We finally meet our villain, Sal Rocco when he nearly plows into Nancy and Junie with his truck. Soon the girls do some snooping and realize that Rocco may be underpaying and taking advantage of undocumented Italian workers. In addition, a young boy named Tony lives on the farm, and Nancy has an odd hunch that he may be the young child depicted in one of the parchment paintings Mr. Rocco gave to the Flockharts. It's a pretty wild guess, but I tend to bet on Nancy in these cases.
After agonizing pages of nothing, finally something happens. A man slips into the Flockharts and snatches the parchment, while Nancy watches frozen in terror! She immediately chastises herself for not catching the crook, her confidence plummeting in a way I've never seen (or, rather, read). Nancy has almost given up the mystery (although at this point I still wonder what this case is exactly. Is it the mystery of why Mr. Rocco is a total dick?) and decided to go home when Junie and a local police officer convince her to stay.
Determined, Nancy recreates the parchment paintings perfectly because of COURSE she can (Nancy is a practically perfect in every way android, don't you recall?), bemoaning the fact that she can't follow a slim clue all the way to Rome because it's "too expensive." Uh, okay Nancy. Can't remember that stopping you before. Unfortunately, just as Nancy is finishing up the piece to show to Ned's Italian artist friend Vincenzo, two dudes run in and throw paint on it!
The robber who stole the original parchment, named Sid Zikes, is caught but much like any other criminal he's insisting "he's gots his rights." Presumably, Sid is working for Rocco. Why Rocco decided to sell this parchment thing at ALL is beyond me if all he wanted was to steal it back.

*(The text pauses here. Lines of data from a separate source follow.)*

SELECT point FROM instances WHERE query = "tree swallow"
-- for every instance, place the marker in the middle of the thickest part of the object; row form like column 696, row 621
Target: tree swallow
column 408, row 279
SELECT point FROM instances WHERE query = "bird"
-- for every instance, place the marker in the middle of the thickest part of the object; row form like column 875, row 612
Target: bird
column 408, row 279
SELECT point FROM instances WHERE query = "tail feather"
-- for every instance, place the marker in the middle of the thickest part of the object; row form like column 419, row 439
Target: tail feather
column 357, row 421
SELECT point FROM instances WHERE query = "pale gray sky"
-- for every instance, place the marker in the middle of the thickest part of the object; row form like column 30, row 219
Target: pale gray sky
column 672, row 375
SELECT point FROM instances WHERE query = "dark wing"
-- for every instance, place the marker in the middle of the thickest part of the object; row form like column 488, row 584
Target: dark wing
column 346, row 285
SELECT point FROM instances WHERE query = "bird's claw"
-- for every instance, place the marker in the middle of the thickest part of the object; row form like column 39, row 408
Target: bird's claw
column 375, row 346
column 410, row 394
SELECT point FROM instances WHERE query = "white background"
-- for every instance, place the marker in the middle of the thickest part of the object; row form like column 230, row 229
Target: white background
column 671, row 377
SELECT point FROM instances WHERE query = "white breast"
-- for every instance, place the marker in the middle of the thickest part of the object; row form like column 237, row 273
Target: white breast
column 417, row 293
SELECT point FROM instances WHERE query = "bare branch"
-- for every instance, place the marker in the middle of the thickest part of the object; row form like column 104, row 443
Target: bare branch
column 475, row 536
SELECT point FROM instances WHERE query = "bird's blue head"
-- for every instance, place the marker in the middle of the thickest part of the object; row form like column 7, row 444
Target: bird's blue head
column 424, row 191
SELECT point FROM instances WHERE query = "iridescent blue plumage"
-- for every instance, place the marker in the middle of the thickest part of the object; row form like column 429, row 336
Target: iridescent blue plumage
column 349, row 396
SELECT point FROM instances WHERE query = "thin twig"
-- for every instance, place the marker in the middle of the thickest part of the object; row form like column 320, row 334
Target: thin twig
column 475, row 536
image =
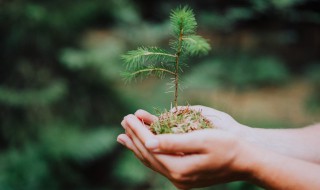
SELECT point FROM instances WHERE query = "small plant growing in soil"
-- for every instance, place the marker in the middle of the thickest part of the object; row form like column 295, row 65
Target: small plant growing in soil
column 146, row 61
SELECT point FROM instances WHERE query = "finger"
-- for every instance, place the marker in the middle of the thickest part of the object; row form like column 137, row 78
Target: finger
column 147, row 158
column 176, row 143
column 127, row 142
column 138, row 128
column 146, row 117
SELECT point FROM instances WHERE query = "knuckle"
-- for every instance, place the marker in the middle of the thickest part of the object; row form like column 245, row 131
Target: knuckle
column 178, row 176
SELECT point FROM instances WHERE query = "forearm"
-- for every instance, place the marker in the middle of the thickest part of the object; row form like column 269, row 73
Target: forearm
column 302, row 143
column 275, row 171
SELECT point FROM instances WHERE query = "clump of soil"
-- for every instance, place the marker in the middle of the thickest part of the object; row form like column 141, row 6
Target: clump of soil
column 180, row 121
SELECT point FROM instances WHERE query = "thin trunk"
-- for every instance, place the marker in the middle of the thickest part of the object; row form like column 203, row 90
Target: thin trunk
column 176, row 79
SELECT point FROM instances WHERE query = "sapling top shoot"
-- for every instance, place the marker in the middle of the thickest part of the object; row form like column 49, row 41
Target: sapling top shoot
column 146, row 61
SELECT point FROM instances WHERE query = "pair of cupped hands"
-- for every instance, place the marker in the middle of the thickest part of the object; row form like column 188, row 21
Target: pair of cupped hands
column 197, row 159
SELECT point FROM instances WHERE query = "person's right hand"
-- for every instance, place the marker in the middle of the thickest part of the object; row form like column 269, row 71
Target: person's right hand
column 196, row 159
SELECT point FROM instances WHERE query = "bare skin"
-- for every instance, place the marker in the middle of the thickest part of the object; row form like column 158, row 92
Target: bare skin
column 226, row 154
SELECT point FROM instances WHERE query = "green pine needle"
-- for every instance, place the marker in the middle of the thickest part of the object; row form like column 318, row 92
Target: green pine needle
column 196, row 45
column 146, row 61
column 136, row 58
column 183, row 18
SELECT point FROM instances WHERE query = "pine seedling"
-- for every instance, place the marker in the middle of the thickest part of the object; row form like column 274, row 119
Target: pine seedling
column 146, row 61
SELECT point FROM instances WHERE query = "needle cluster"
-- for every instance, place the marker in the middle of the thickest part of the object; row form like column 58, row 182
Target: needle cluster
column 146, row 61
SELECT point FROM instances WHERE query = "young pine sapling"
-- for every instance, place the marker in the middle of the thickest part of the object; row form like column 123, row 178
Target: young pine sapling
column 147, row 61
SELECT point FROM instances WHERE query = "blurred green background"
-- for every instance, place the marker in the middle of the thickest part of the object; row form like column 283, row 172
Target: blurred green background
column 62, row 97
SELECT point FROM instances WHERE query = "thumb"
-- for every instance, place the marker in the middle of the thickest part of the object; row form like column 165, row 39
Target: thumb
column 175, row 143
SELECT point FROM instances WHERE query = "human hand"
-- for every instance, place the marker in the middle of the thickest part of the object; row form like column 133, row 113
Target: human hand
column 196, row 159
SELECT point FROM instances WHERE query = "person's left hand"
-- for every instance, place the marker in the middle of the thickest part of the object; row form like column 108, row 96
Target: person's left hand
column 197, row 159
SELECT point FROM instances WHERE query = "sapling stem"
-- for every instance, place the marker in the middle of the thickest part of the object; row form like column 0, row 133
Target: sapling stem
column 147, row 61
column 176, row 81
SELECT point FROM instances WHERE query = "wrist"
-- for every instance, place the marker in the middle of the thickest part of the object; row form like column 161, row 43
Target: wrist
column 242, row 164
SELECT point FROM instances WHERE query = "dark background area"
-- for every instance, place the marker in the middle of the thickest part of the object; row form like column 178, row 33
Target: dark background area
column 62, row 97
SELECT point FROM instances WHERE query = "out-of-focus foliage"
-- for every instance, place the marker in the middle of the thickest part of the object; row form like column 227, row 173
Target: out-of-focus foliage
column 62, row 97
column 242, row 71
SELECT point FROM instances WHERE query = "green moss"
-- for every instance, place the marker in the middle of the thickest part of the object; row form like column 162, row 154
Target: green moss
column 180, row 121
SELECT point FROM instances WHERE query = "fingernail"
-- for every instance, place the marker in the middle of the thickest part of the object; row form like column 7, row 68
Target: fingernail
column 132, row 120
column 123, row 124
column 121, row 141
column 152, row 144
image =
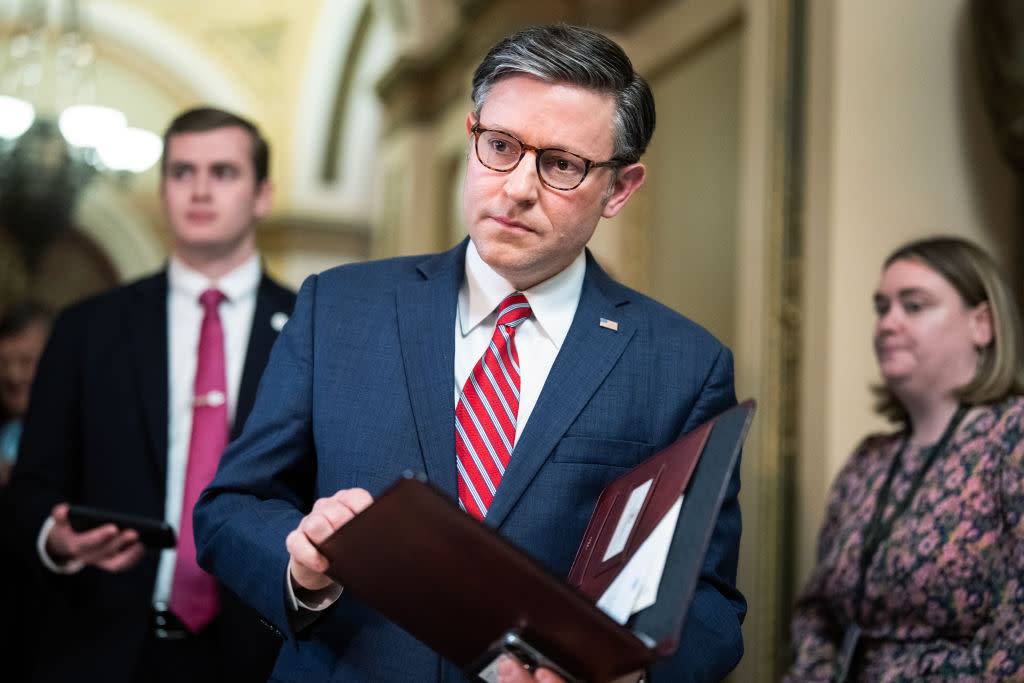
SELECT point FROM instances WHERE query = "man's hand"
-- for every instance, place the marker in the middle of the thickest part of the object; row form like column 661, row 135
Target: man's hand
column 307, row 564
column 104, row 547
column 510, row 671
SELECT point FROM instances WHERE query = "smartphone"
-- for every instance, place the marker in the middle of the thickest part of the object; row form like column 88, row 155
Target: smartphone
column 154, row 532
column 512, row 644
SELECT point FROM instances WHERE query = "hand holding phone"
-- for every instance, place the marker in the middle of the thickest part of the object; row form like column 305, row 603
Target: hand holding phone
column 152, row 531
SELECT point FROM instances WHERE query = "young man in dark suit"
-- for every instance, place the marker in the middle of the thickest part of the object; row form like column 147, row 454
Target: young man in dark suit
column 377, row 373
column 118, row 420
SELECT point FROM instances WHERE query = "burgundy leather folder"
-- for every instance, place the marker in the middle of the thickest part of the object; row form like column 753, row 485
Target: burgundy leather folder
column 416, row 557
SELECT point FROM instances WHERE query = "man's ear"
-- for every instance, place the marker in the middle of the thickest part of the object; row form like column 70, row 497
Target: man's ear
column 628, row 180
column 981, row 325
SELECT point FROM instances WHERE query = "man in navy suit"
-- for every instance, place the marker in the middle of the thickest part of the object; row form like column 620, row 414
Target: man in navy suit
column 365, row 381
column 110, row 420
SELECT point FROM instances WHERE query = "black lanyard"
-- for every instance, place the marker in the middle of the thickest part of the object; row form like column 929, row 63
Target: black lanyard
column 878, row 530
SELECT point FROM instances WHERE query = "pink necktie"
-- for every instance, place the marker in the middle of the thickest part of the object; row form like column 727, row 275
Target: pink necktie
column 488, row 407
column 194, row 592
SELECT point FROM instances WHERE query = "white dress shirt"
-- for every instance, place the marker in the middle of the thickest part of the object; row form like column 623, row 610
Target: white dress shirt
column 184, row 316
column 538, row 340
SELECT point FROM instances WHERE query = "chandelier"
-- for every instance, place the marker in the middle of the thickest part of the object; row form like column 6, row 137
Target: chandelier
column 54, row 137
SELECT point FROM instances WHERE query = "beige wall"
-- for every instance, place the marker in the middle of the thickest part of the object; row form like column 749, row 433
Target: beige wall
column 897, row 148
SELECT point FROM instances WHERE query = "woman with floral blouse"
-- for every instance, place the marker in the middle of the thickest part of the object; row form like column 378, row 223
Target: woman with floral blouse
column 921, row 555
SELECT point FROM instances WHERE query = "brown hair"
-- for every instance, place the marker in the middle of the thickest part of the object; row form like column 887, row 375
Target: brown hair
column 977, row 279
column 204, row 119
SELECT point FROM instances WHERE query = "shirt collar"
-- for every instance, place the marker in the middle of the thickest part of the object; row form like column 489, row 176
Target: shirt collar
column 553, row 302
column 189, row 283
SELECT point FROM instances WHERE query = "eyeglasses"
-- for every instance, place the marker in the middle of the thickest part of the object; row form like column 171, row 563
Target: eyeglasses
column 557, row 169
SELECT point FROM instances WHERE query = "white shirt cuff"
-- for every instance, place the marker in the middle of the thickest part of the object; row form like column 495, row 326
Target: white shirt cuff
column 312, row 600
column 71, row 566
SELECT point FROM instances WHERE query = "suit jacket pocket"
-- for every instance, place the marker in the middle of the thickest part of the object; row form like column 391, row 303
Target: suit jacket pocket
column 587, row 451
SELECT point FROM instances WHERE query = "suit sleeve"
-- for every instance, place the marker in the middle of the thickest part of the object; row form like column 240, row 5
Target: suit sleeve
column 264, row 483
column 49, row 454
column 711, row 643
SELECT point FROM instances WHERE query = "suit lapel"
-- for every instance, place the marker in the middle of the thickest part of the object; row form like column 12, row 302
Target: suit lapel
column 148, row 342
column 588, row 354
column 269, row 300
column 426, row 328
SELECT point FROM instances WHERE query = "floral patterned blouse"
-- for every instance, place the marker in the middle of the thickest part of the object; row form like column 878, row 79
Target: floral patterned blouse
column 944, row 593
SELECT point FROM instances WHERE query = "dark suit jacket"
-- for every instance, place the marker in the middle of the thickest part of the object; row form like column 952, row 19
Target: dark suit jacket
column 359, row 387
column 96, row 434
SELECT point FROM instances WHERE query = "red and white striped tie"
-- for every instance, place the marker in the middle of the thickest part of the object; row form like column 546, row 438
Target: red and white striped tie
column 485, row 416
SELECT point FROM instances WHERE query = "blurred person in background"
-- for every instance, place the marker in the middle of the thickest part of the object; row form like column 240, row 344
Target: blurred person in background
column 920, row 560
column 23, row 335
column 136, row 395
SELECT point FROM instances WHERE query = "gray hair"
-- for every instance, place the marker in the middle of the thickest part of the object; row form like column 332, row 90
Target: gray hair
column 579, row 56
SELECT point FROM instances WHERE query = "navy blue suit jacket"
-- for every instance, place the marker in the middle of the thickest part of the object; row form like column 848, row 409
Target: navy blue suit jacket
column 359, row 388
column 96, row 434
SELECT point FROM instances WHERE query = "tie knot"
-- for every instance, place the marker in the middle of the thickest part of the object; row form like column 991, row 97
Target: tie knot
column 211, row 298
column 513, row 309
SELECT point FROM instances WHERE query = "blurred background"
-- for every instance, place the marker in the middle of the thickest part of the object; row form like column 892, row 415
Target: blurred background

Nancy and Junie head back to Rocco's farm and try to interrogate the workers but they all speak a rare Italian dialect and cannot understand the girls. They do manage to discover, however, that little Tony has run away after his uncle Rocco beat him for drawing pictures. WTF, Rocco?!
Nancy and Junie find the boy, but decide to have him stay with the bible-spouting shepherd, who starts teaching him English right away (because he's got to learn if he's going to be in "these United States" Ugghhhh.) and write a note to Rocco explaining Tony's location and threatening to go to the police about the beatings.
So, yeah. This is the one where Nancy Drew kidnaps a child.
Don't get me wrong, it's in the best interest of Tony, but let's call a spade a spade here. She's a kidnapper. Two thugs also say as much when they show up with fake badges and try to arrest her for abduction, but they are working for Rocco.
After what seems like an eternity, Bess, George, Ned, Burt and Dave show up and start to pull their weight. Junie seems nice and all, but a little green in the mystery department. Within just a few pages, the gang has figured out that Rocco is running a fake union scam, collecting dues from workers seeking to earn higher wages, AND that Tony has a long lost mother in Italy. Evidently, after this poor woman's husband died, her brother in law stole her money and absconded with her infant son as well. She is also the painter of the parchment art, which depicted her husband's accident, her young boy and a self-portrait. So Rocco stole that too.
Yeah, he's really a grade-A dick. And also kind of stupid, or at least his muscle is. When Nancy and Mrs. Bolardo (Tony's mom) go to find him, Rocco's men tie them up but then just sort of leave, saying they'll be back later. Um, what? These guys have NO follow-through!
Probably the best moment of the entire book other than when Bess is forced to tour the slaughterhouse is the climax, in which Rocco hears an angry mob outside his house. He asks the police to protect him, but they're basically like "Sorry, dude, you made your bed."
After that I'm pretty sure he just got arrested, but I like to imagine the mob of duped Unioneers surrounding him and eating him like Ramsay Bolton's dogs.
This one was...okay. Pretty middle-run. Parts of it really dragged, and I felt like Nancy's characterization was sort of all over the place. But, no fat shamings so plus!